Former Marine pleads guilty to killing girlfriend in Panama

Updated
Marine Changes Plea, Admits Killing Girlfriend
Marine Changes Plea, Admits Killing Girlfriend

SAN DIEGO (Reuters) -- A former U.S. marine whose American girlfriend disappeared in 2011 while the couple lived in Panama pleaded guilty on Wednesday to murdering and dismembering her, federal prosecutors said.

Brian Karl Brimager, 39, admitted in U.S. District Court in San Diego that he killed Yvonne Baldelli, 42, in their bedroom, cut her body apart with a machete and hid the remains in the dense jungle where a farm worker found them 21 months later.

According to the 14-page plea agreement, Brimager also admitted that he disposed of a bloody mattress and Baldelli's dogs, then used her ATM card and email accounts to try to convince her family and friends that she was alive and had gone to Costa Rica with another man.

The prosecution by U.S. authorities was unusual, since the murder occurred in Panama and, at the time Brimager was indicted, Baldelli's body had not been found. He was charged under the U.S. Immigration and Nationality Act as a U.S. national accused of murdering another U.S. citizen in a foreign country.

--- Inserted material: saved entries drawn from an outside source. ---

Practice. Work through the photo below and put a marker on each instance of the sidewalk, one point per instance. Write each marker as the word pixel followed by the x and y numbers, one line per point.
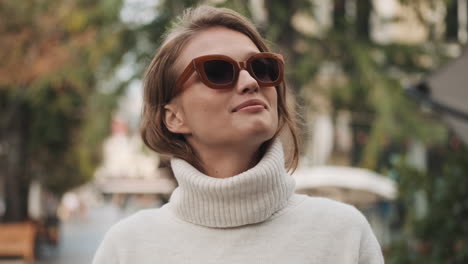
pixel 79 238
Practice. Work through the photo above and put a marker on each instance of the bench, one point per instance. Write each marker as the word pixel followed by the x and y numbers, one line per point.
pixel 18 240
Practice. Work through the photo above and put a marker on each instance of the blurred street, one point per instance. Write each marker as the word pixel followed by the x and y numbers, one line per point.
pixel 80 237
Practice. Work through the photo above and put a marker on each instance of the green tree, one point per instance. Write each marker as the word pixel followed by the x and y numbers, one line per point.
pixel 54 53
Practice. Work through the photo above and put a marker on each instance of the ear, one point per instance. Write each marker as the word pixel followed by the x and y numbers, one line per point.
pixel 174 119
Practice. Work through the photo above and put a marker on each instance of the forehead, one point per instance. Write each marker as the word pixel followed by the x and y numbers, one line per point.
pixel 217 40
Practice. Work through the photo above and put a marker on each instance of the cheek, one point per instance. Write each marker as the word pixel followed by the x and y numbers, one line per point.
pixel 203 111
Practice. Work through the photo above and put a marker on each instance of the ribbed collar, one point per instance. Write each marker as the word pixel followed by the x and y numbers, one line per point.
pixel 247 198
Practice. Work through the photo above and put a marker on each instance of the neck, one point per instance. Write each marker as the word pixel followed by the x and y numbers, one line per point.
pixel 247 198
pixel 227 161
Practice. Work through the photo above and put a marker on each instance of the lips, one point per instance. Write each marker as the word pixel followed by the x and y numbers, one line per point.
pixel 251 102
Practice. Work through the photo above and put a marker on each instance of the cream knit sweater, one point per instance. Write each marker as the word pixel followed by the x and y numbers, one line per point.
pixel 253 217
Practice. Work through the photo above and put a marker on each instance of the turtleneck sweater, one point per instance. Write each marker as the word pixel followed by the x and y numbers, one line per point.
pixel 252 217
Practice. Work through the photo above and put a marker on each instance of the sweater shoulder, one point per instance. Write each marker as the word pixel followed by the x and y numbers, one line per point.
pixel 326 211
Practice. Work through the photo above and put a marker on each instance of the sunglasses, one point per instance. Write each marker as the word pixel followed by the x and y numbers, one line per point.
pixel 220 71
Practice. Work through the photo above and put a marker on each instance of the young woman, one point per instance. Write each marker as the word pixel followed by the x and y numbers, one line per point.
pixel 215 101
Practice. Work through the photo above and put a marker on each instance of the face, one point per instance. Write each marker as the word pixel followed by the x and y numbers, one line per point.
pixel 244 115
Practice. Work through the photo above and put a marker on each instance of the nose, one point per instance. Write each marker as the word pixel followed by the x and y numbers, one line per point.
pixel 246 83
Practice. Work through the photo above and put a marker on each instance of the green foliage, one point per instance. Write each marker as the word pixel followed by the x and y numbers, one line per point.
pixel 58 50
pixel 438 233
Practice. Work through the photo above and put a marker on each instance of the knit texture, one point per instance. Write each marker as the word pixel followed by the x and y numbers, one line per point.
pixel 252 217
pixel 250 197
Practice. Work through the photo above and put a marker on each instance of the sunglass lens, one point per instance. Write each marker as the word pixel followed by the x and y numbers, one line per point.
pixel 219 71
pixel 266 69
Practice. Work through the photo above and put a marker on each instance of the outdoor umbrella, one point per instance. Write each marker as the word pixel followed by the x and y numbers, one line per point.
pixel 357 186
pixel 446 91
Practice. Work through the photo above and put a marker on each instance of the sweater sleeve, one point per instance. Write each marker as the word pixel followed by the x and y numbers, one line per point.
pixel 369 249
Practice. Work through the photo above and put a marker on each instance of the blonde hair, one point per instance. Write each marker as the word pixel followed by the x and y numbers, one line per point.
pixel 161 75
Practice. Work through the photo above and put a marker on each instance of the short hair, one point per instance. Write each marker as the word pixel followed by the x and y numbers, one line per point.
pixel 161 75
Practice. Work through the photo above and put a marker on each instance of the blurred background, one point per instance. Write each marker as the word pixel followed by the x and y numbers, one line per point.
pixel 380 86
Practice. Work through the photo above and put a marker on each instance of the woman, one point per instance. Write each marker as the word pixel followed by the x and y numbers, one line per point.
pixel 215 101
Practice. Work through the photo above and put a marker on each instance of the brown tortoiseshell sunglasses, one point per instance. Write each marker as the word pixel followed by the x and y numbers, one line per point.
pixel 220 71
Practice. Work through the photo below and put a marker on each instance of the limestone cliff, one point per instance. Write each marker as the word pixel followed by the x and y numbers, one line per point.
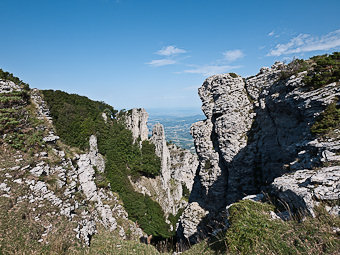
pixel 136 120
pixel 178 167
pixel 258 129
pixel 57 184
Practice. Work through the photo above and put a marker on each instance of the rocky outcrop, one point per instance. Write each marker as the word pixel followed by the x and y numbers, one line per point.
pixel 257 129
pixel 54 184
pixel 178 167
pixel 136 121
pixel 9 86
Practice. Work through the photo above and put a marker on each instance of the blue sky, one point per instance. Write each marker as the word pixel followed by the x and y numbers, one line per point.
pixel 156 53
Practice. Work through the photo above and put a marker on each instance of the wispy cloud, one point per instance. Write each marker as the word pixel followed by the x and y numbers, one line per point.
pixel 161 62
pixel 208 70
pixel 307 43
pixel 170 51
pixel 232 55
pixel 169 54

According to the federal grand jury indictment handed down last year, Baldelli and Brimager had moved to the archipelago of Bocas del Toro from Los Angeles just two months before the murder to get a fresh start. But shortly after they arrived, Brimager began emailing with an ex-girlfriend with whom he had a child, and his relationship with Baldelli soured.

Baldelli's family did not believe that she had left Brimager, and began a quest to bring him to justice. On Wednesday, after Brimager's guilty plea, her family posted on Facebook that their "feelings are indescribable - bittersweet. Finally, the end is in sight."

U.S. Attorney for the Southern District of California Laura Duffy said that Brimager's plea was the result of international cooperation between the Federal Bureau of Investigation and Panamanian authorities.

"Now that Brimager has finally admitted his crime, we hope that the truth, and knowing that their daughter's murderer will serve decades in prison, will give this grieving family a sense of justice and peace," Duffy said in a written statement.

Brimager faces a maximum sentence of life in prison and a $250,000 fine when he is sentenced in May.